1. Field
The present disclosure generally relates to the design of a hybrid optical source. More specifically, the present disclosure relates to the design of a hybrid optical source with optical proximity coupling between a semiconductor reflector and a grating coupler.
2. Related Art
Optical interconnects or links based on silicon photonics have the potential to alleviate inter-chip communication bottlenecks in high-performance computing systems that include multiple processor chips and memory chips. This is because, relative to electrical interconnects, optical interconnects offer significantly improved: bandwidth, density, power consumption, latency, and range.

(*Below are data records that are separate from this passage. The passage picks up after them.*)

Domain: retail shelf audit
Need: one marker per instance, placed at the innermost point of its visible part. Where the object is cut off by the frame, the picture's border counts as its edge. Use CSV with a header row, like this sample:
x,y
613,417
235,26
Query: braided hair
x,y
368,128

In order to make a very low power (for example, less than 1 pJ/bit) optical interconnect, a high-efficiency optical source, such as a semiconductor laser or a laser source, is typically required. In particular, the required power consumption of the laser source may need to be 0.4 pJ/bit, and the required optical-waveguide-coupled wall-plug efficiency (defined as the laser power coupled into a silicon optical waveguide divided by the total consumed electrical power) of such a laser source usually needs to be greater than 10%. (While the energy cost of the laser source can, in principle, be better amortized at higher data rates, in practice receiver sensitivity decreases at higher data rates because there is less received photon energy per bit and the power consumption of receiver circuits using a given CMOS technology typically grows super-linearly with the data rate.) In addition, if silicon-photonic resonator devices (such as ring modulators) are used in an optical interconnect, the spectral linewidth of the laser source may need to be less than 10 pm.
However, most state-of-the-art laser sources have a wall-plug efficiency of only 1-2%. In these laser sources, a large amount (in excess of 80%) of the electrical power is usually consumed by thermal-electric cooling (TEC) to maintain high-power (greater than 10 mW) lasing with stable wavelength and good slope efficiency. While uncooled laser sources with sufficient wall-plug efficiency (around 10%) and output power (for example, 2-4 mW) are available for use in optical interconnects, the wavelength stability of these laser sources is often larger than 100 pm (because of the lack of temperature control), which is unsuitable for dense wavelength-division-multiplexing links. In addition, these laser sources are usually based on III-V semiconductors (such as indium phosphide, etc.). The large optical coupling loss between an optical waveguide in the III-V semiconductor laser source and a silicon optical waveguide could reduce the efficiency by 3-10 times.
Hence, what is needed is an optical source without the problems described above.